In this context, he identified psychological traits associated with abusive leadership, described as the Active Inoperative Mediocrity Syndrome (MIA syndrome), and proposed strategies to mitigate its impact.

Autogenic training and psychotherapy

A disciple of Wolfgang Luthe, de Rivera modernized autogenic training by integrating psychodynamic concepts and comparing the method with mindfulness and meditation practices. His textbook Autogenics 3.0 has been translated into multiple languages.

He developed an integrative therapeutic framework known as Sequential Integrative Psychotherapy (PSI), combining psychoanalytic, cognitive-behavioral, and autogenic methods. He founded and directed the Diploma Course in Psychotherapy at the Autonomous University of Madrid and has contributed to multiple postgraduate training programs.

He has emphasized common factors in psychotherapy, including therapist qualities such as tolerance for ambiguity and empathic capacity. He also introduced the concept of ecpathy as a complement to empathy, aimed at protecting clinicians from emotional contagion.

== Honors ==
De Rivera is a past president and honorary member of the Spanish Society of Psychosomatic Medicine and the Spanish Society of Psychotherapy. He is a member of the Royal Academy of Medicine of the Canary Islands and the Academy of Science, Engineering, and Humanities of Lanzarote. He currently serves as president of the International Society of Autogenic Training and Psychotherapy (ISATAP).

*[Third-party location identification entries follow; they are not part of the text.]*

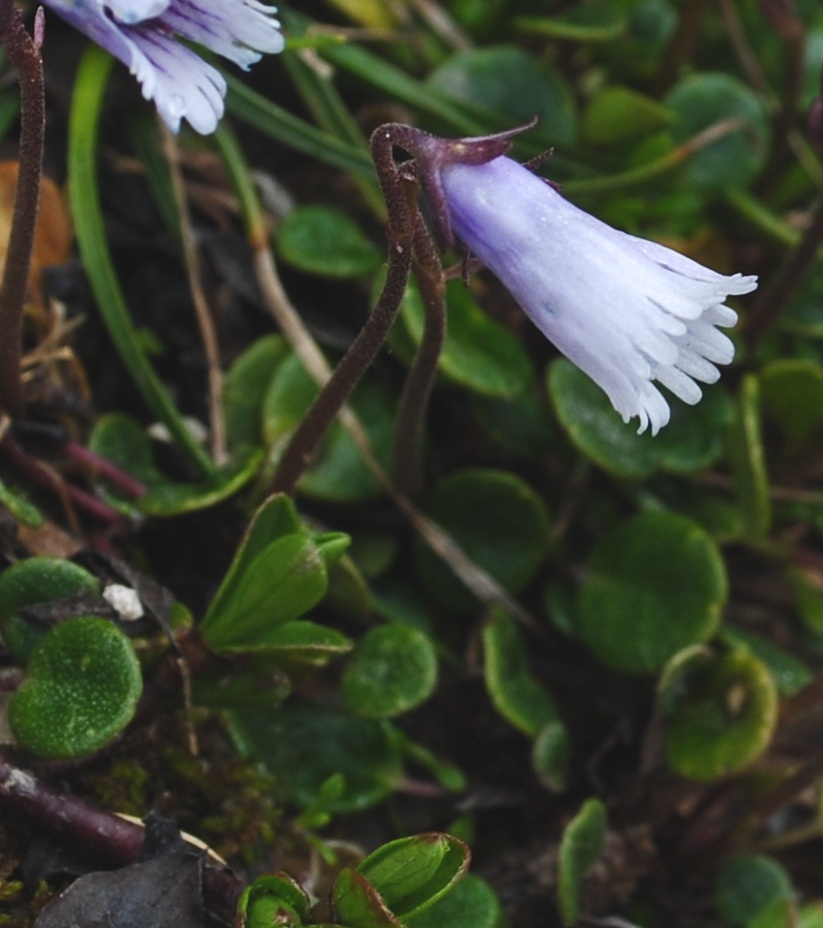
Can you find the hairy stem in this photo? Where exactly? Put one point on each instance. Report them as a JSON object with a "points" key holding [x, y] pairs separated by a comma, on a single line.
{"points": [[306, 439], [414, 402], [24, 54]]}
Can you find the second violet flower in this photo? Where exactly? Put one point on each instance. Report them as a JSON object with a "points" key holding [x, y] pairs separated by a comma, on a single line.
{"points": [[630, 313], [145, 35]]}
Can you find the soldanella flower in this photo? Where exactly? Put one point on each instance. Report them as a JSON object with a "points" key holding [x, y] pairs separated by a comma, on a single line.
{"points": [[630, 313], [145, 34]]}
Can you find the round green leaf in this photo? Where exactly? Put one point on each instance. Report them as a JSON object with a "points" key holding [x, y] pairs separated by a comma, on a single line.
{"points": [[505, 82], [550, 756], [516, 694], [703, 100], [655, 585], [304, 745], [719, 712], [81, 688], [124, 442], [693, 439], [748, 886], [392, 670], [497, 519], [323, 241], [471, 903], [29, 583], [479, 354]]}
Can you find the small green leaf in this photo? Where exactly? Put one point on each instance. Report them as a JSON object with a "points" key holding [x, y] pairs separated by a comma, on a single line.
{"points": [[746, 887], [81, 689], [505, 81], [20, 507], [514, 691], [703, 100], [273, 901], [322, 241], [275, 518], [497, 519], [790, 674], [620, 114], [655, 584], [304, 745], [550, 756], [244, 387], [479, 354], [124, 442], [31, 582], [410, 874], [359, 905], [392, 670], [579, 848], [284, 581], [472, 903], [791, 390], [719, 711]]}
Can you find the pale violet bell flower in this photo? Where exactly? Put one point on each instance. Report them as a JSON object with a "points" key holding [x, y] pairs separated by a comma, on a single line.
{"points": [[628, 312], [144, 35]]}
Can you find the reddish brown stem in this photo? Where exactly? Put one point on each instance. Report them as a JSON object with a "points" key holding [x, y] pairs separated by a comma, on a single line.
{"points": [[24, 54]]}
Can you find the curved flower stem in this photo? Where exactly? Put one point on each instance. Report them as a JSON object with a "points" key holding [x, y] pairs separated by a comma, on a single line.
{"points": [[400, 196], [414, 401], [772, 300], [24, 53]]}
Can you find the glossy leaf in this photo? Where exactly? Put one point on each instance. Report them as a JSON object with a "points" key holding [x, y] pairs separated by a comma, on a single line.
{"points": [[323, 241], [748, 886], [497, 519], [81, 688], [579, 848], [304, 745], [273, 901], [619, 114], [471, 903], [244, 388], [479, 354], [515, 692], [506, 79], [719, 711], [588, 21], [655, 584], [410, 874], [358, 904], [392, 670], [283, 582]]}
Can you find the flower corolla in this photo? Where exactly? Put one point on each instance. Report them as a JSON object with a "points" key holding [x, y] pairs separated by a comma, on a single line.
{"points": [[628, 312], [144, 35]]}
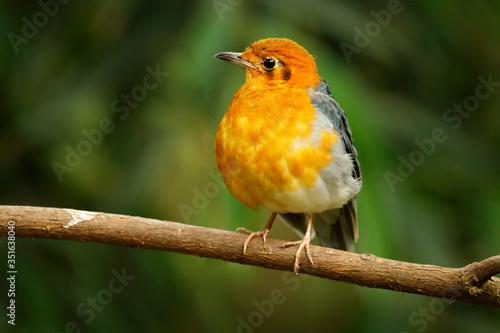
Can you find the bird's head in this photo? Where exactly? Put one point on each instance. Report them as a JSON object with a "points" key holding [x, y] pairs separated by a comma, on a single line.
{"points": [[276, 62]]}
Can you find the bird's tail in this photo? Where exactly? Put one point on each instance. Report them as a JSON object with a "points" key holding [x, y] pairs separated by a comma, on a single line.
{"points": [[335, 228]]}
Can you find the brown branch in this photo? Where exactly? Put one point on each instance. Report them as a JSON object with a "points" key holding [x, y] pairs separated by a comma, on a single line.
{"points": [[473, 283]]}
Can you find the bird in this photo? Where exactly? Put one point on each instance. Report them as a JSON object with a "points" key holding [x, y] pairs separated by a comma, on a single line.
{"points": [[285, 144]]}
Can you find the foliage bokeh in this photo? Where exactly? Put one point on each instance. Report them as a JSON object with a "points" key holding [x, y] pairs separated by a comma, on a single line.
{"points": [[396, 88]]}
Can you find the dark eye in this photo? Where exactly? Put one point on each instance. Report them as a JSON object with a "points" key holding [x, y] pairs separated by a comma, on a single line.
{"points": [[269, 64]]}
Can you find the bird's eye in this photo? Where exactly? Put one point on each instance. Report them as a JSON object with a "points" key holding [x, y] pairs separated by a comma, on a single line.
{"points": [[269, 63]]}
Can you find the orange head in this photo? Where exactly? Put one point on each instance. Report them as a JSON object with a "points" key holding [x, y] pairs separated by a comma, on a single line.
{"points": [[276, 62]]}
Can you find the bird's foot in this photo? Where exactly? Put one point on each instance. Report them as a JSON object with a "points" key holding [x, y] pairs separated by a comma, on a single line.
{"points": [[304, 243], [252, 234]]}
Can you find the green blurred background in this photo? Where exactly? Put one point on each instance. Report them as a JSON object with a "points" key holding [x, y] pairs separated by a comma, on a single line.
{"points": [[397, 86]]}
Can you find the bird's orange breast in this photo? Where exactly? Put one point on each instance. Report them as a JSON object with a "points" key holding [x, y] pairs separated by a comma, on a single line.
{"points": [[263, 145]]}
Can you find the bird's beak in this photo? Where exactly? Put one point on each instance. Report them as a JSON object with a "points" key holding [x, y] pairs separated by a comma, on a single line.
{"points": [[235, 58]]}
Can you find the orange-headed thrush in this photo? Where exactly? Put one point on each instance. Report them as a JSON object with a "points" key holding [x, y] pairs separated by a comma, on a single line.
{"points": [[285, 144]]}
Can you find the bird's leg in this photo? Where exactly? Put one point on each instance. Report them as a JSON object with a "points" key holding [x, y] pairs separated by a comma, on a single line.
{"points": [[264, 233], [304, 243]]}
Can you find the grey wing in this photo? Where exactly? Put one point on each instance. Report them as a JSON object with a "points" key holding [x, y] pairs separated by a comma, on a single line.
{"points": [[337, 228], [322, 98]]}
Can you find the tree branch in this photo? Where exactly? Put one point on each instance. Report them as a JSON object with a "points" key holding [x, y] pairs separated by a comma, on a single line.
{"points": [[473, 283]]}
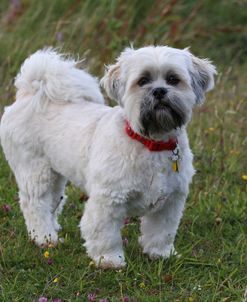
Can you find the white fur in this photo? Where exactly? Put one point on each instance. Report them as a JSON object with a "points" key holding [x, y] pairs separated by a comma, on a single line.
{"points": [[59, 129]]}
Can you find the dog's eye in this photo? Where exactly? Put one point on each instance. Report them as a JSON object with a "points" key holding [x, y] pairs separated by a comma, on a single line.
{"points": [[143, 81], [172, 80]]}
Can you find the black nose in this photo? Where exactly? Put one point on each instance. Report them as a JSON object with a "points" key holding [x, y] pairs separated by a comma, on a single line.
{"points": [[159, 93]]}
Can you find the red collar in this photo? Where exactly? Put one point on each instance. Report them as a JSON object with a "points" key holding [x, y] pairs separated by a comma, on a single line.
{"points": [[149, 143]]}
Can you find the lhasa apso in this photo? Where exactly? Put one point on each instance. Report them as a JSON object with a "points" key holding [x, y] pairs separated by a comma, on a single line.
{"points": [[132, 159]]}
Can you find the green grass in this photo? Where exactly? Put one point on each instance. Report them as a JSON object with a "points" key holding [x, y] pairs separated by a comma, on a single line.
{"points": [[212, 237]]}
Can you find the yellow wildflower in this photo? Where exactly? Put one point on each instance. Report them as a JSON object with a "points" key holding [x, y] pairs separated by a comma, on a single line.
{"points": [[46, 254]]}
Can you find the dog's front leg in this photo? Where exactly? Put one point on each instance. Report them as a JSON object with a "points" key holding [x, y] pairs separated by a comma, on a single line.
{"points": [[101, 228], [158, 229]]}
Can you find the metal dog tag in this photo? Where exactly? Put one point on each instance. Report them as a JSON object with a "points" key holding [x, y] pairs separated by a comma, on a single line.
{"points": [[175, 158]]}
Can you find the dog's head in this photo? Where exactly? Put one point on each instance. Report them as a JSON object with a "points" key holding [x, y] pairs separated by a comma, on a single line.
{"points": [[158, 87]]}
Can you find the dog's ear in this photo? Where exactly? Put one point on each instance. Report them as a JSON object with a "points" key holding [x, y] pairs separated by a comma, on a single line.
{"points": [[111, 82], [202, 77]]}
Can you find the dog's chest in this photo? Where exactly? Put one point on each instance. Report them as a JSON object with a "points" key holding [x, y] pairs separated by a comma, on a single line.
{"points": [[157, 182]]}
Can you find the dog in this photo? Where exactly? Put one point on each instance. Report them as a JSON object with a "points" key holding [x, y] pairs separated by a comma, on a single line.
{"points": [[131, 159]]}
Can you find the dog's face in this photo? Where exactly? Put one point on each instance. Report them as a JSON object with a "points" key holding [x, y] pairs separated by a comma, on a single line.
{"points": [[158, 87]]}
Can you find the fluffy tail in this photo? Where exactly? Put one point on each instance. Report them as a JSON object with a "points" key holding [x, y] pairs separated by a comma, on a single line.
{"points": [[47, 76]]}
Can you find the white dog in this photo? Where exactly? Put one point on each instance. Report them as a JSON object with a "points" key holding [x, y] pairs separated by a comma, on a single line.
{"points": [[133, 159]]}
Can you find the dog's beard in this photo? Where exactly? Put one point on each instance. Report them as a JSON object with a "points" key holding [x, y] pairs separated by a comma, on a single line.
{"points": [[162, 116]]}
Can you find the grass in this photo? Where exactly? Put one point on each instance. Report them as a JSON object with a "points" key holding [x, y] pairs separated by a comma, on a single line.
{"points": [[212, 235]]}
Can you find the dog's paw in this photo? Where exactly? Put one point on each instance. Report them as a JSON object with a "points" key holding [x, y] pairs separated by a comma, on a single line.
{"points": [[155, 253], [43, 240], [110, 261]]}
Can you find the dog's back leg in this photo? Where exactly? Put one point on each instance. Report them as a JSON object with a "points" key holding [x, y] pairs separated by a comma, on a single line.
{"points": [[58, 197], [38, 185]]}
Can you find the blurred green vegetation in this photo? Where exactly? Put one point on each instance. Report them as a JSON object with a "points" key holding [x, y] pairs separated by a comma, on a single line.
{"points": [[100, 29]]}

His awards include the American Psychosomatic Society Annual Award (2008), the Vallejo Award of the Madrid Medical College, the Silver Medal of the Royal Academy of Medicine of Spain, and additional national and international distinctions.

== Publications ==
De Rivera has authored numerous books and scientific articles in psychiatry, psychosomatic medicine, psychotherapy, stress research, and workplace mental health. His publications include El Test de Memoria por Ordenador, El Maltrato Psicológico, Medicina Psicosomática, Crisis Emocionales, Dependencias Afectivas, Autogenics 3.0, and Síndromes de Estrés.